To address that, we've added the ability to display model confidence, and to utilize that where the model is capable of generating [that information], but not all models do that, and that's a problem. We try to address the confidence issue by creating consensus models whether they're models from our partners, whether they're a combination of global models and local models that a company has prepared from their own data that they've been able to acquire and that consensus ability has been a very, very strong and well-received feature.
But one of the biggest issues is really going to be the data, and that is something that impacts us all. And unfortunately, it's something that we're not about to solve any time soon, just given the nature of the industry.
Welsford: So far, we're seeing all those barriers. I think there's also intellectual bottlenecks. You have certain aspects of the process that are limited in terms of understanding things of a biological nature, limited by perceived barriers, limited by FTE availability. So what Fujitsu has attempted to do is to provide a set of tools that we can get in the hands of as many people as possible. We see that almost nobody can sit in a comfort zone in drug discovery. Gone are the days when you only had to work on a single scaffold. Now research scientists are working on three different project teams, and you see that now chemists asking, 'How come the hERG signal is something I have to worry about, when I slept through that physiology lecture?' People are being pushed beyond their comfort level, so there's a need to have both CPU power and tools in the hands of the users.
Having said that, there really isn't any one unified workspace or informatics flow, there's no standard, there's no one method, et cetera, that's providing an enterprise-wide method of sharing data.

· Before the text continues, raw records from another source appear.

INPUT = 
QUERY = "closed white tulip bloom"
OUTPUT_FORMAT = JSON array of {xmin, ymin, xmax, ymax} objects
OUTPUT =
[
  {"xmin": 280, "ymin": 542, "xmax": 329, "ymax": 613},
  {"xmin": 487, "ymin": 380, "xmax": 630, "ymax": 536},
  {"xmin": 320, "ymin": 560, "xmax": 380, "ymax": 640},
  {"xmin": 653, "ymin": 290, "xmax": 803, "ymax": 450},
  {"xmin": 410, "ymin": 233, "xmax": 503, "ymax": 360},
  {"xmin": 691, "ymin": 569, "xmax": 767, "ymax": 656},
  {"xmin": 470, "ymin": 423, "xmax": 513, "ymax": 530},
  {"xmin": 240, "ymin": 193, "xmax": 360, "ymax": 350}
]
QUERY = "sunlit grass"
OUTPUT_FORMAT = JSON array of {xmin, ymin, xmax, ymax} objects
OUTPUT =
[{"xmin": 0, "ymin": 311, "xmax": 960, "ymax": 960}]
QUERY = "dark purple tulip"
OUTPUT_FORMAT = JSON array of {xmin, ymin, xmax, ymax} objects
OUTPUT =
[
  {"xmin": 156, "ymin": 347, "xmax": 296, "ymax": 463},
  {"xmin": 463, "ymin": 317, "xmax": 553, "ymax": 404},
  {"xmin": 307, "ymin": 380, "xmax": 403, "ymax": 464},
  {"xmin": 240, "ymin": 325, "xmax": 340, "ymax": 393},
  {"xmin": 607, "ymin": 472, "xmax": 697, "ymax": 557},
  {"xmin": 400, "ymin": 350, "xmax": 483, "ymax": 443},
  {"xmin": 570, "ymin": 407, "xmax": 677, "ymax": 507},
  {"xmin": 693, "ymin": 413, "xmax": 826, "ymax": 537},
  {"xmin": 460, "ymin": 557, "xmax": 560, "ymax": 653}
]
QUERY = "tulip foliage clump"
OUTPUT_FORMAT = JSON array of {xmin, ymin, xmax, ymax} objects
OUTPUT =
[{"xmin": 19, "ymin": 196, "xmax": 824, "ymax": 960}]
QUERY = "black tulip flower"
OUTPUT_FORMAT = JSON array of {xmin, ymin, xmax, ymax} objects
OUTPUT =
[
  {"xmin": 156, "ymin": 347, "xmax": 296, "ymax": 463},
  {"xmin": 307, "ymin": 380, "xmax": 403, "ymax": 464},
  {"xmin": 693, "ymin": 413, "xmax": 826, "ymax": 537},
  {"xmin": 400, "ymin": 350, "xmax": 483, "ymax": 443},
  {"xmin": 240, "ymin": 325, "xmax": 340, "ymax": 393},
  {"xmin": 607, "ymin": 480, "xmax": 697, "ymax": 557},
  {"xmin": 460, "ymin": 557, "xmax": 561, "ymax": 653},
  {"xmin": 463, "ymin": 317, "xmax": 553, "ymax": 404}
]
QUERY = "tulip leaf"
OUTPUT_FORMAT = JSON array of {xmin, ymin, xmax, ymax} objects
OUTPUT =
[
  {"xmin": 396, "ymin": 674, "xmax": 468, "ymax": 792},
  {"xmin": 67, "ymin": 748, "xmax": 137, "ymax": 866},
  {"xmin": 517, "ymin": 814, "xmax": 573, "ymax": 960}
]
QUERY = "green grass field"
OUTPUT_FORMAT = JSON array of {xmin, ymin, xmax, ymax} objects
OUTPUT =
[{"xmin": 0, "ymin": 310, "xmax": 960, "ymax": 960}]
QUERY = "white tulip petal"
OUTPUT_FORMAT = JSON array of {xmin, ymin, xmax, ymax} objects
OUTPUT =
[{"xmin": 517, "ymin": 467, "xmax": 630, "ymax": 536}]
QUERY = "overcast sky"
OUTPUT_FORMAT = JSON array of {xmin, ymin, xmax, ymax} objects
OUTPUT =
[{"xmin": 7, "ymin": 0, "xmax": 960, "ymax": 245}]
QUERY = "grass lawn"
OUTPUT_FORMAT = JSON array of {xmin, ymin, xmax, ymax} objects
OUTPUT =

Laurance: We're very focused on building tools that end-user biologists can use. So there [are] no huge hurdles to getting the data in, [no] hurdles for interpreting it. But, that said, there are questions that someone in tox is going to ask that not all the rest of our clients are going to ask, and if you can figure out what those questions are and give them the content to support it, and the workflow to support it they're not coming in with large sets of genes, they're just coming in with a question about hepatotoxicity for a compound. So for us, it's figure out what the hurdles are, what the major blockers are, and somehow translate that into a natural workflow and questions that a biologist can answer. It's hard to keep your eye on that end user, and as we get more people in the clinic that are starting to use these types of tools to decipher what's going on in certain diagnostic tests, it will be a whole other challenge for us.